Clintons have delicate assignment

Monday, July 26, 2004

The Associated Press

BOSTON -- It's John Kerry's convention, but Bill and Hillary Rodham Clinton are stealing his opening-night thunder.

Forceful, charismatic and controversial, the Clintons are the most sought-after stars in the Democratic Party, reminders of White House glory days and an administration willing to wage fierce fights with Republicans.

Today the Clintons will give prime-time speeches to rouse Democrats and lure undecided voters for the tough race against President Bush.

"Nobody makes the case for the Democratic agenda better than Bill and Hillary Clinton," said Democratic strategist Bruce Reed, who was domestic affairs adviser in the Clinton White House. "They've brought the house down at past conventions and in Boston they'll no doubt do the same."

By contrast, The Economist magazine described Kerry as "the political equivalent of Valium."
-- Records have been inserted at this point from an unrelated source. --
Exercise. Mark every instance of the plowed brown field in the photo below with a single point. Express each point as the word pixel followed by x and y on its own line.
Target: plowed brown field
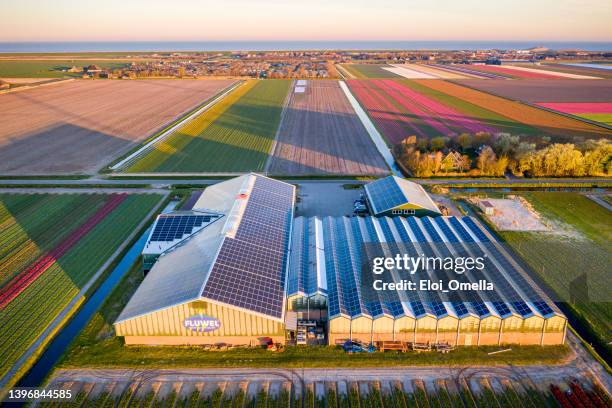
pixel 321 134
pixel 550 123
pixel 80 126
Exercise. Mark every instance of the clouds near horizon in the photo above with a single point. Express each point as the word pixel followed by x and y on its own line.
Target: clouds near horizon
pixel 138 20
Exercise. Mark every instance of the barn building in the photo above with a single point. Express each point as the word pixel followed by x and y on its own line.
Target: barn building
pixel 238 268
pixel 220 278
pixel 392 196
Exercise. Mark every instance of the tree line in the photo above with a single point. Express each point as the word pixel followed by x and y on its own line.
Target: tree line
pixel 484 154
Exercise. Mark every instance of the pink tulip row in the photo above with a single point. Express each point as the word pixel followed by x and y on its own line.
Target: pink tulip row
pixel 579 107
pixel 388 118
pixel 400 111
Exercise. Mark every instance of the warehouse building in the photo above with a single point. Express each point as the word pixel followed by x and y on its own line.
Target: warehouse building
pixel 392 196
pixel 248 271
pixel 326 260
pixel 219 278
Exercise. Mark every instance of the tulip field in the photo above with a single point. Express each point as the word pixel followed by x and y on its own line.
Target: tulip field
pixel 404 108
pixel 235 135
pixel 50 246
pixel 545 123
pixel 597 112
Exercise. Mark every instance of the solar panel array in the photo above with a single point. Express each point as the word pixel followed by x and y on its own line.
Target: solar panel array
pixel 344 239
pixel 385 194
pixel 170 227
pixel 250 269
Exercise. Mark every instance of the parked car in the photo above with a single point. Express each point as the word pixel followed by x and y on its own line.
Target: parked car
pixel 351 346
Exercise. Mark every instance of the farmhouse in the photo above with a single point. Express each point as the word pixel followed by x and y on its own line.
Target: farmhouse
pixel 238 268
pixel 395 196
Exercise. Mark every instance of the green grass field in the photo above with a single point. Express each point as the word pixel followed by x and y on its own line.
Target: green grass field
pixel 97 346
pixel 362 71
pixel 32 224
pixel 235 135
pixel 605 118
pixel 51 68
pixel 583 247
"Nobody doubts that he's intelligent, but where's the energy and the passion?" said Margaret Thompson, a political scientist and historian at Syracuse University. "He's got to somehow connect" and avoid being "so kind of dry and arid."
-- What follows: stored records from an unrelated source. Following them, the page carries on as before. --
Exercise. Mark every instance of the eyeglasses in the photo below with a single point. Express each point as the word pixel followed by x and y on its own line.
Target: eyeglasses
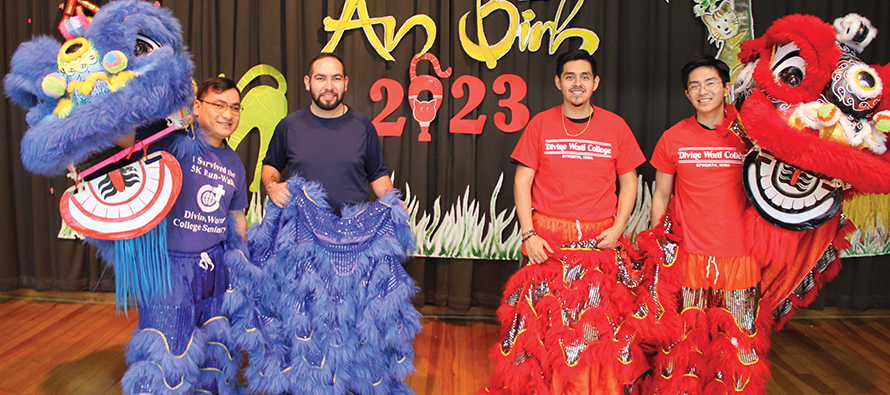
pixel 709 85
pixel 220 106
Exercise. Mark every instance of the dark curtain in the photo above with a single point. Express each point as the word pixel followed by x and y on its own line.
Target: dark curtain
pixel 643 44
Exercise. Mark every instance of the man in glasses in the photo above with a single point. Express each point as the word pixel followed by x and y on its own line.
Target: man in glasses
pixel 699 194
pixel 210 206
pixel 327 142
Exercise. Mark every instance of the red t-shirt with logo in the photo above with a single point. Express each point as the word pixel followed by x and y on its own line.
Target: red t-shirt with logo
pixel 575 176
pixel 709 198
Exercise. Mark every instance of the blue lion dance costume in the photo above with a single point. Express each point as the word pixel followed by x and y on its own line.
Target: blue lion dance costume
pixel 321 304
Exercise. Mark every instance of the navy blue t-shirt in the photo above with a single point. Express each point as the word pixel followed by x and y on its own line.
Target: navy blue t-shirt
pixel 342 153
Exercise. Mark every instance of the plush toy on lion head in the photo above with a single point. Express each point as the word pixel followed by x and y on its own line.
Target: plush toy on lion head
pixel 128 69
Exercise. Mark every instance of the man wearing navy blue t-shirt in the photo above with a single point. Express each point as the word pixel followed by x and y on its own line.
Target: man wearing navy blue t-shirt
pixel 327 142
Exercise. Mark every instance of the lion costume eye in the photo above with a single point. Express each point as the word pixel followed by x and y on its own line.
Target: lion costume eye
pixel 145 45
pixel 788 66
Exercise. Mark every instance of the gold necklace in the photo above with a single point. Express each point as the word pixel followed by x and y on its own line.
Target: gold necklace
pixel 564 116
The Clintons have a delicate assignment today: Be good but don't steal the show. Deliver inspiring speeches but don't be hard-edged. Motivate voters but don't make it too memorable.

"They're not going to overshadow Kerry," said Harold Ickes, a leading Democratic fund-raiser and Clinton's former deputy chief of staff. "Kerry is the nominee of the party. He's running for president. People are focused on who's running for president. That is the beginning and the end of it."